Tahminlerin doğru çıkması halinde ID Grubu, AP’de 4’üncü büyük siyasi güç olacak.
AP’de aşırı ve radikal sağ partilerin temsil edildiği diğer siyasi grup olan Avrupalı Muhafazakarlar ve Reformistler (ECR) ise İsveç Demokratlar Partisi, İspanyol Vox, İtalya’nın Kardeşleri Partisi ve Polonya’nın Hukuk ve Adalet Partisi gibi partileri bünyesinde barındırıyor. Europe Elects araştırmasına göre ECR, AP seçimlerinde sandalye sayısını halihazırdaki 67’den 83’e çıkaracak. Böylece farklı aşırı sağ partileri bünyesinde barındıran Kimlik ve Demokrasi ile Avrupalı Muhafazakarlar ve Reformistler gruplarının toplam AP’deki sandalye sayısı 170’e ulaşacak.
Europe Elects araştırması, ayrıca, Avrupa genelinde Yeşiller’in ciddi oy kaybı yaşayacağını, AP seçimlerinden sonra milletvekili sayılarının 72’den 52’ye düşebileceğini ortaya koydu.
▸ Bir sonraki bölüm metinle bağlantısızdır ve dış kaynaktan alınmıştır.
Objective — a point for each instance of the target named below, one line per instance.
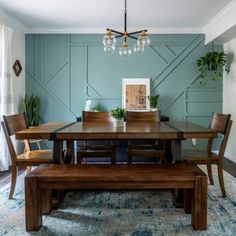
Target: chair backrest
(100, 116)
(219, 122)
(12, 124)
(15, 123)
(9, 143)
(143, 116)
(222, 124)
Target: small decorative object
(88, 106)
(134, 93)
(119, 114)
(211, 66)
(17, 67)
(97, 108)
(30, 105)
(153, 102)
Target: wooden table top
(107, 130)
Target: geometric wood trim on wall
(68, 69)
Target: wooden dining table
(58, 132)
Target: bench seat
(40, 182)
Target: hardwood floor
(5, 177)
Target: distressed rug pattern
(120, 213)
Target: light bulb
(143, 40)
(109, 50)
(109, 40)
(138, 49)
(125, 51)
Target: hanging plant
(211, 66)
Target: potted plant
(211, 66)
(30, 105)
(153, 102)
(119, 114)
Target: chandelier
(109, 40)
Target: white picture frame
(135, 92)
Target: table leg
(199, 204)
(33, 207)
(177, 153)
(177, 150)
(69, 155)
(57, 151)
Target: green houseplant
(211, 66)
(30, 105)
(153, 101)
(118, 113)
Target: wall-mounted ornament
(17, 67)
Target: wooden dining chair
(139, 148)
(97, 148)
(10, 125)
(221, 123)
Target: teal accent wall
(65, 70)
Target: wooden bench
(40, 182)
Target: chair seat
(36, 156)
(95, 152)
(199, 157)
(147, 152)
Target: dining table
(60, 132)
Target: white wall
(229, 97)
(18, 52)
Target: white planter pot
(118, 122)
(153, 109)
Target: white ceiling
(96, 15)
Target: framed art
(17, 67)
(135, 92)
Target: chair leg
(79, 158)
(13, 180)
(129, 158)
(221, 179)
(28, 169)
(113, 159)
(209, 171)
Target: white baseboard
(228, 156)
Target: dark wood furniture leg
(199, 204)
(57, 151)
(33, 208)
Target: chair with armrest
(97, 148)
(10, 125)
(222, 124)
(138, 148)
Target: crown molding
(224, 21)
(12, 22)
(221, 14)
(90, 30)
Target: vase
(118, 122)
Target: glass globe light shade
(125, 51)
(109, 50)
(138, 49)
(109, 40)
(143, 40)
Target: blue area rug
(120, 213)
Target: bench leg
(188, 193)
(33, 208)
(46, 200)
(199, 204)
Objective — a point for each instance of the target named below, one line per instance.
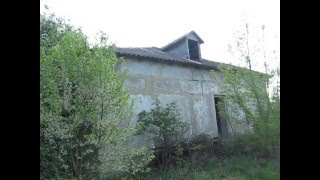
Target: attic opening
(193, 49)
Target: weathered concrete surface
(192, 88)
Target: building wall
(192, 88)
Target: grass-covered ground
(237, 168)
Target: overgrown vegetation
(167, 130)
(240, 167)
(84, 109)
(85, 130)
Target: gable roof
(154, 53)
(181, 38)
(160, 55)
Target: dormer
(186, 47)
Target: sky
(147, 23)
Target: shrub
(166, 126)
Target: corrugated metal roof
(157, 54)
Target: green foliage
(242, 167)
(166, 128)
(84, 109)
(247, 101)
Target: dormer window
(193, 49)
(185, 47)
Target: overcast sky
(145, 23)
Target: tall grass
(237, 168)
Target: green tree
(85, 112)
(166, 128)
(247, 98)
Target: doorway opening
(221, 122)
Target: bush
(84, 108)
(166, 126)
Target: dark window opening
(221, 123)
(194, 49)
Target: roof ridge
(180, 38)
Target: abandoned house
(176, 72)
Aynı şekilde liberal eğilimli Renew Grubunun da oy kaybederek 101 olan milletvekili sayısının 89’a düşebileceği belirtildi.
Şu anda AP’deki en büyük siyasi oluşum olan merkez sağdaki siyasi grup Avrupa Halk Partisinin (EPP) AB içindeki ana siyasi aktör rolünü koruyarak 175 civarında milletvekili çıkaracağı, sosyalist S&D Grubunun da aynı şekilde 141 civarındaki milletvekili sayısını koruyacağı tahmin edildi.
AP seçimleri 27 AB üyesi ülkede 6-9 Haziran 2024’te yapılacak.
Avrupa’da geçen yıl da Fransa, İsveç ve İtalya’da aşırı sağcı adaylar hatırı sayılır oylar aldı
Avrupa’da 2022’de ise 11 ülkede yapılan genel seçimlerde bazı ülkelerde hükümetin kurulması uzun zaman alırken, bu seçimler içinde en dikkati çeken Fransa, İsveç ve İtalya’da aşırı sağcı adayların hatırı sayılır oylar alması oldu.
Avrupa ülkelerinde son yıllarda yükselen aşırı sağ eğilimler, özellikle İtalya’daki etkisini çok bariz şekilde ortaya koydu.
Aşırı sağ, Avrupa’daki ilk kesin zaferini ve iktidar koltuğunu İtalya’da elde etti ve aşırı sağcı Giorgia Meloni böylece İtalya’nın ilk kadın başbakanı oldu.
Fransa’da geçen yılki seçim, “aşırı sağın oylarını artırdığı tarihi seçim” olarak kayıtlara geçti
Fransa’da halk geçen yıl 2’si cumhurbaşkanlığı, 2’si parlamento olmak üzere 4 kez sandık başına gitti.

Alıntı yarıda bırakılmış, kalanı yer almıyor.